Support Support Downloads Knowledge Base Case Manager My Juniper Community

Knowledge Base

Search our Knowledge Base sites to find answers to your questions.

Ask All Knowledge Base Sites All Knowledge Base Sites JunosE Defect (KA)Knowledge BaseSecurity AdvisoriesTechnical BulletinsTechnotes Sign in to display secure content and recently viewed articles

[EOL/EOE] [NSM] High Availability (HA) Troubleshooting for NSM 2007.2 and above



Article ID: KB11264 KB Last Updated: 24 Mar 2021Version: 10.0

This article provides a step-by-step troubleshooting guide for High Availability (HA) in NSM 2007.2 and above. The HA replication introduces a new database-layer real-time replication between both HA nodes, combined with a traditional RSYNC/SSH replication for non-db related files.

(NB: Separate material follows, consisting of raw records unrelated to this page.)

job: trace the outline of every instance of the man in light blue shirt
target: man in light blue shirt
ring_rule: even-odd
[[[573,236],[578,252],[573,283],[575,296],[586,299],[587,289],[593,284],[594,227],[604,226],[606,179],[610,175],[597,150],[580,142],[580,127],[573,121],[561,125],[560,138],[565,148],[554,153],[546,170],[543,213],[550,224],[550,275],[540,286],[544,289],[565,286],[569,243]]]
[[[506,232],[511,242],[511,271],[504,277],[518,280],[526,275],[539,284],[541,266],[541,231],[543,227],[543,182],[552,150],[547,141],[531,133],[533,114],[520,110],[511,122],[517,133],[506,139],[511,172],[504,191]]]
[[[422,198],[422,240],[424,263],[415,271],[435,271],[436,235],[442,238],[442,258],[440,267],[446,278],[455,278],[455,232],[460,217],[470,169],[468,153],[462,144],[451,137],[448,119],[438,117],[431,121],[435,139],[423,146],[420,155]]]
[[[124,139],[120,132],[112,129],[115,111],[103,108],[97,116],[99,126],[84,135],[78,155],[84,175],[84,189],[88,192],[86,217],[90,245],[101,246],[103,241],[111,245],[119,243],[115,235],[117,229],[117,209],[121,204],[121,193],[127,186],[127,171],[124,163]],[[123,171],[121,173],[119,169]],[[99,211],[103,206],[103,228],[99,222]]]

Note: A product listed in this article has either reached hardware End of Life (EOL) OR software End of Engineering (EOE). 
Refer to End of Life Products & Milestones for the EOL, EOE, and End of Support (EOS) dates.

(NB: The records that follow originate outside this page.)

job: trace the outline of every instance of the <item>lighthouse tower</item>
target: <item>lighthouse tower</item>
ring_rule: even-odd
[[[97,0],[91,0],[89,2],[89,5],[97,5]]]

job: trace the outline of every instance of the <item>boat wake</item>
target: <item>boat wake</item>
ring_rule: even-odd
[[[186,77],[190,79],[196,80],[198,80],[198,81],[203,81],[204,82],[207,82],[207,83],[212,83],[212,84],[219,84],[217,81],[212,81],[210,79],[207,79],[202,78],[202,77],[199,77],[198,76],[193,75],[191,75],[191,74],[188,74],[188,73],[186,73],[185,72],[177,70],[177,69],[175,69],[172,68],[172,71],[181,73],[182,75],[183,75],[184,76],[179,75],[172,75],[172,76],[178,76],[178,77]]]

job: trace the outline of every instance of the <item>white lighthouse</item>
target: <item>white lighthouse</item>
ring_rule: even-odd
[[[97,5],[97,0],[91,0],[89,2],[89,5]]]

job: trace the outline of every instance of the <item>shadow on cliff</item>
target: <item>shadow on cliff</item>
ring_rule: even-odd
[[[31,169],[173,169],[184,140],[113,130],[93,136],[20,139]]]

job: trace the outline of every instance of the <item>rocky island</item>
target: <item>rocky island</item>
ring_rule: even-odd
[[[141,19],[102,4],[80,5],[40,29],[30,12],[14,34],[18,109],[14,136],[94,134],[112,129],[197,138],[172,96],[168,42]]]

The goal is to help users troubleshoot HA on NSM.


The steps below are listed in the order that events occur on the HA system. This will help determine the exact step at which the problem occurs.

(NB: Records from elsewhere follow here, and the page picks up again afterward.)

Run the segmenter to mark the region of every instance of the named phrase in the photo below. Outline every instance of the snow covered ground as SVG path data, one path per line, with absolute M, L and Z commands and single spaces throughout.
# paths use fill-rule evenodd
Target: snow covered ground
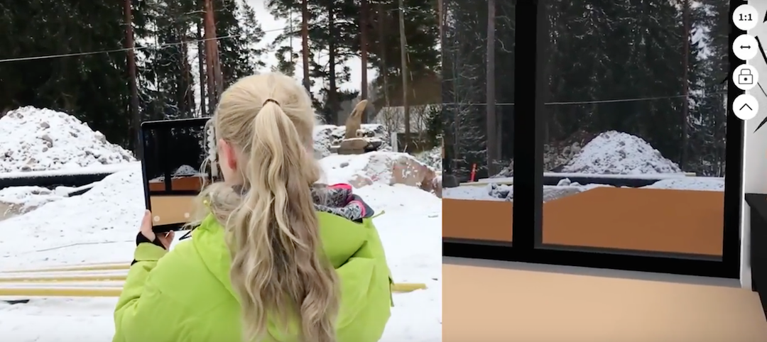
M 374 183 L 357 192 L 378 212 L 385 212 L 374 222 L 395 281 L 428 286 L 395 294 L 383 340 L 441 340 L 441 200 L 403 185 Z M 143 210 L 140 169 L 115 173 L 81 196 L 53 199 L 0 222 L 0 270 L 130 261 Z M 115 301 L 39 298 L 0 304 L 0 336 L 21 342 L 110 340 Z
M 130 262 L 144 210 L 140 163 L 67 114 L 31 108 L 17 112 L 22 115 L 0 120 L 0 133 L 15 136 L 0 135 L 0 146 L 11 151 L 4 157 L 0 150 L 0 178 L 114 173 L 78 196 L 70 194 L 80 189 L 64 187 L 0 189 L 0 214 L 8 210 L 14 214 L 5 219 L 0 215 L 0 276 L 20 268 Z M 332 136 L 343 127 L 324 128 L 330 133 L 321 134 L 327 136 L 319 143 L 321 146 L 331 143 Z M 51 139 L 42 138 L 45 134 Z M 69 143 L 74 150 L 67 150 Z M 442 200 L 415 186 L 390 185 L 393 177 L 387 169 L 392 169 L 390 164 L 400 154 L 335 155 L 321 164 L 329 183 L 352 177 L 370 180 L 355 191 L 380 214 L 374 222 L 395 281 L 427 286 L 394 294 L 395 306 L 382 340 L 436 342 L 442 340 Z M 412 157 L 408 160 L 417 163 Z M 419 176 L 423 177 L 410 175 L 408 179 Z M 100 284 L 121 286 L 119 281 Z M 0 289 L 20 285 L 0 281 Z M 19 298 L 0 298 L 3 341 L 104 342 L 112 338 L 117 298 L 32 298 L 17 304 L 2 301 L 10 299 Z
M 395 294 L 382 340 L 441 340 L 441 200 L 403 185 L 374 183 L 357 192 L 378 212 L 385 212 L 375 223 L 396 281 L 428 286 Z M 0 270 L 129 261 L 143 210 L 137 166 L 107 177 L 84 195 L 51 199 L 0 222 Z M 21 342 L 110 340 L 115 301 L 38 298 L 24 304 L 0 304 L 0 336 Z
M 513 171 L 513 170 L 511 170 Z M 505 173 L 513 173 L 505 170 Z M 559 173 L 544 173 L 545 177 L 560 177 L 556 186 L 544 186 L 544 201 L 611 186 L 621 179 L 654 183 L 645 189 L 724 191 L 723 177 L 700 177 L 686 174 L 673 161 L 663 157 L 644 139 L 626 133 L 607 131 L 599 134 L 574 154 Z M 570 179 L 598 179 L 598 183 L 579 184 Z M 495 176 L 479 179 L 476 184 L 443 189 L 443 198 L 506 201 L 513 199 L 513 177 Z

1. Verify HA status for proper HA heartbeat communication and database replication status

  1. Run /usr/ntscreen/HaSvr/utils/haStatus.

  2. Check that both the highAvaila and highAvailSvr services are started correctly. A timed-out (error) indicates that the services are not started on the other node or there is a heartbeat communication failure. 

  3. Observe database replication status of "dirty" or "in-sync" for later steps.

2. Check HA configuration parameters of HaSvr/var/haSvr.cfg

  1. In /usr/netscreen/HaSvr/var/haSvr.cfg, the highAvail.isHaEnabled should be y on both nodes

  2. Confirm that the IP address configuration is correct for the primary/secondary server.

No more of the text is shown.